Tra gli immancabili sosia di Basquiat di ogni fiera d’arte che si rispetti e una performatività sartoriale degna del miglior Plastic anni ‘80, tutti a Frieze sembrano un po' socialite – o si fanno passare per tali. Gli accessori – cappelli, calze, anelloni, anche cornetti prostetici (Halloween è alle porte) – si prendono la scena, ed è l'arte a diventare accessorio.

Frieze Masters 2025. Photo by Hugo Glendinning.  Courtesy of Frieze.
Frieze Masters 2025. Photo by Hugo Glendinning. Courtesy of Frieze.

La moda, dunque. Sempre più presente a tenere in piedi un sistema culturale che vacilla, anche se in Regno Unito con molta più dignità e fondi istituzionali che da noi. Stone Island sponsorizza la sezione Focus di Frieze London, supportando 34 gallerie emergenti e disegnando anche le divise dello staff in collaborazione con il fotografo Nat Faulkner. Prada, invece, si prende tutta la Town Hall di King’s Cross, appena rimessa a lucido. The Audience è un crocevia tra proiezione e installazione a cura del duo Elmgreen & Dragset, per riflettere sull’attention span (ritornano i social) e il significato di come guardiamo le cose. Dentro, in un set-up da cinema, manichini iperrealistici fissano uno schermo dove viene proiettato un film sfocato. Fuori, intanto, la coda per il party serale non finisce più, come lo sconforto di chi sperava, più che nell’open bar, nella foto ricordo sotto il triangolone di Miuccia. Altrimenti poi sembra che mi hanno rimbalzato. “L’installazione?! Che installazione?! Però i margarita sono ottimi!”

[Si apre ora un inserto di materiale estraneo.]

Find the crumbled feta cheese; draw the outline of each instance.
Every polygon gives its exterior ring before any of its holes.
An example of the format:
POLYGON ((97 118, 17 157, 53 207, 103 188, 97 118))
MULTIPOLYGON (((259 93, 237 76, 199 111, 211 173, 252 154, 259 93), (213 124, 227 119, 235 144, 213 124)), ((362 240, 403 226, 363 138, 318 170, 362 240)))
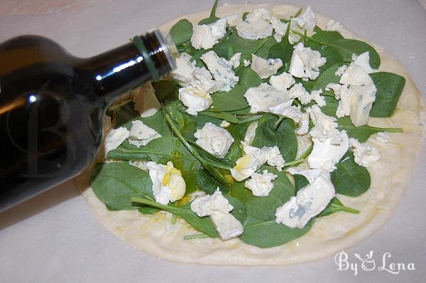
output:
POLYGON ((217 189, 212 196, 197 197, 191 203, 191 210, 200 217, 210 216, 220 237, 229 240, 243 233, 243 225, 231 213, 234 207, 217 189))
POLYGON ((292 175, 298 174, 303 176, 307 179, 309 183, 313 183, 321 175, 328 176, 329 178, 330 176, 329 171, 323 169, 298 170, 295 168, 290 168, 287 171, 292 175))
POLYGON ((339 22, 332 19, 329 19, 325 25, 327 31, 337 31, 339 33, 342 31, 342 28, 343 28, 343 26, 339 22))
POLYGON ((281 42, 283 36, 284 36, 285 31, 287 31, 288 23, 283 23, 275 18, 272 18, 271 19, 271 23, 272 24, 272 28, 273 28, 275 31, 273 38, 277 42, 281 42))
POLYGON ((167 205, 183 197, 186 191, 185 180, 180 171, 175 169, 171 161, 166 165, 149 161, 146 168, 153 182, 153 193, 157 203, 167 205))
POLYGON ((191 44, 195 49, 209 49, 226 33, 226 20, 221 18, 207 25, 195 25, 192 29, 191 44))
POLYGON ((263 173, 253 173, 251 178, 246 181, 244 186, 251 191, 253 196, 267 196, 273 188, 272 181, 277 178, 278 176, 263 170, 263 173))
POLYGON ((192 82, 192 72, 195 70, 195 61, 191 62, 191 55, 182 53, 176 58, 176 69, 173 72, 173 78, 182 87, 189 87, 192 82))
POLYGON ((225 58, 220 58, 214 51, 209 51, 201 56, 201 60, 216 80, 222 82, 222 91, 229 91, 238 82, 239 78, 235 75, 232 65, 225 58))
POLYGON ((342 65, 342 66, 337 68, 337 70, 334 73, 334 75, 336 75, 337 77, 342 77, 342 75, 343 75, 343 73, 344 73, 344 71, 346 71, 347 68, 347 65, 342 65))
POLYGON ((310 47, 304 47, 302 43, 299 43, 294 48, 288 73, 304 79, 315 80, 318 78, 320 67, 325 64, 327 59, 310 47))
POLYGON ((299 122, 299 128, 296 130, 296 134, 302 135, 307 134, 309 130, 309 113, 302 113, 300 121, 299 122))
POLYGON ((191 203, 191 210, 200 217, 211 215, 214 211, 227 213, 233 209, 219 188, 212 195, 199 196, 191 203))
POLYGON ((317 103, 317 105, 322 107, 325 106, 325 99, 321 94, 322 93, 322 90, 312 90, 310 96, 312 97, 312 100, 317 103))
POLYGON ((329 83, 327 85, 326 88, 333 90, 336 100, 339 100, 336 116, 339 118, 349 116, 351 114, 352 95, 354 95, 352 90, 349 88, 347 85, 340 85, 338 83, 329 83))
POLYGON ((205 68, 197 68, 192 72, 193 79, 191 86, 198 87, 203 92, 211 94, 219 91, 222 86, 222 82, 213 80, 210 72, 205 68))
POLYGON ((370 53, 368 51, 359 55, 354 60, 354 64, 358 65, 359 67, 362 68, 367 74, 376 72, 376 70, 373 70, 370 67, 370 53))
POLYGON ((329 178, 321 175, 277 208, 275 222, 292 228, 302 228, 327 207, 335 195, 333 183, 329 178))
POLYGON ((292 106, 293 100, 269 107, 269 112, 293 119, 296 123, 302 118, 300 107, 292 106))
POLYGON ((132 90, 130 95, 134 103, 134 110, 139 112, 141 117, 152 116, 161 108, 151 82, 132 90))
POLYGON ((244 232, 241 223, 231 213, 214 211, 210 219, 223 240, 236 237, 244 232))
POLYGON ((342 85, 371 85, 373 83, 368 74, 354 63, 351 63, 342 75, 339 82, 342 85))
POLYGON ((285 161, 280 152, 278 146, 265 146, 262 149, 266 152, 266 163, 268 165, 276 168, 278 171, 282 171, 285 161))
POLYGON ((340 143, 332 142, 334 137, 329 137, 324 142, 312 137, 314 148, 307 157, 307 163, 312 169, 324 169, 328 171, 334 171, 336 164, 348 151, 349 142, 345 131, 340 132, 340 143))
POLYGON ((250 112, 269 112, 269 107, 285 102, 290 99, 284 92, 278 91, 267 83, 250 87, 244 94, 250 105, 250 112))
POLYGON ((228 127, 229 127, 229 125, 231 125, 231 123, 229 123, 228 121, 226 121, 226 120, 223 120, 220 123, 220 127, 222 127, 222 128, 228 127))
POLYGON ((371 167, 373 164, 381 159, 380 152, 376 147, 366 143, 361 143, 355 139, 351 139, 349 142, 354 151, 355 163, 358 165, 371 167))
POLYGON ((306 111, 310 113, 315 125, 310 132, 312 137, 320 142, 325 142, 331 137, 332 144, 340 144, 342 142, 341 134, 337 129, 336 118, 322 113, 318 105, 313 105, 312 107, 307 108, 306 111))
POLYGON ((253 141, 254 140, 254 136, 256 136, 256 129, 258 127, 258 122, 253 122, 247 128, 247 132, 246 132, 246 135, 244 136, 244 142, 246 144, 251 145, 253 141))
POLYGON ((129 137, 129 133, 124 127, 111 130, 105 138, 105 154, 119 147, 129 137))
POLYGON ((231 65, 232 65, 233 68, 238 68, 240 64, 240 60, 241 58, 241 53, 239 52, 238 53, 235 53, 229 58, 229 62, 231 62, 231 65))
POLYGON ((309 92, 306 91, 303 85, 300 82, 295 84, 292 88, 288 90, 288 96, 290 98, 297 98, 300 103, 307 105, 312 101, 312 97, 309 95, 309 92))
POLYGON ((389 134, 387 132, 380 132, 376 134, 376 141, 381 144, 389 142, 389 134))
POLYGON ((209 109, 213 103, 210 95, 199 87, 194 87, 180 88, 179 100, 187 107, 185 112, 194 116, 197 116, 197 113, 199 112, 209 109))
POLYGON ((197 144, 219 159, 225 156, 234 142, 228 131, 212 123, 206 123, 202 129, 197 129, 194 137, 197 139, 197 144))
POLYGON ((246 21, 238 23, 235 28, 238 35, 245 39, 266 38, 272 35, 273 27, 270 21, 271 18, 264 11, 256 9, 248 14, 246 21))
POLYGON ((161 135, 157 131, 144 124, 142 121, 132 121, 129 135, 129 143, 130 144, 138 147, 146 146, 153 139, 159 137, 161 137, 161 135))
POLYGON ((356 127, 365 125, 368 121, 370 110, 376 100, 377 89, 374 85, 351 85, 353 95, 351 100, 350 117, 356 127))
POLYGON ((278 90, 285 91, 291 87, 296 81, 291 74, 283 73, 281 75, 273 75, 269 79, 269 83, 278 90))
POLYGON ((250 177, 258 170, 268 160, 268 149, 259 149, 245 145, 243 149, 246 154, 236 161, 235 166, 231 169, 231 175, 237 181, 241 181, 250 177))
POLYGON ((277 73, 283 66, 281 59, 263 59, 251 54, 251 70, 255 71, 261 79, 265 79, 277 73))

Qualcuno fa notare come le borse Chanel siano le vere protagoniste di questo Frieze. Le si riconosce subito, come gli espositori italiani, con i loro blazer dai rever a lancia esagerati, i pantaloni strettissimi e le sneaker – obbligatoriamente – bianche: un po’ imprenditore del triveneto, un po’ allenatore di Serie A. Inutile dire che i completi Savile Row della sezione Masters facciano un’altra figura, con le loro trame gessate e i pantaloni con risvolto di quattro centimetri. 

A sottolineare come Frieze sia diventato qualcosa di più grande della sola fiera di settore, ci sono i meme. Vero sigillo di qualità dei tempi che corrono. Su tutti quelli di @socks_house_meeting, breviario comportamentale della Londra più posh e millennial. In fin dei conti, come sottolinea l'amministratore – che preferisce mantenere l’anonimato –  “la vera arte a Frieze è aver costretto anche i miliardari a usare i bagni chimici”.

Immagine di apertura: Alex Margo Arden, Accounts, 2025. Photography by Choreo. Courtesy of the artist and Ginny on Frederick, London.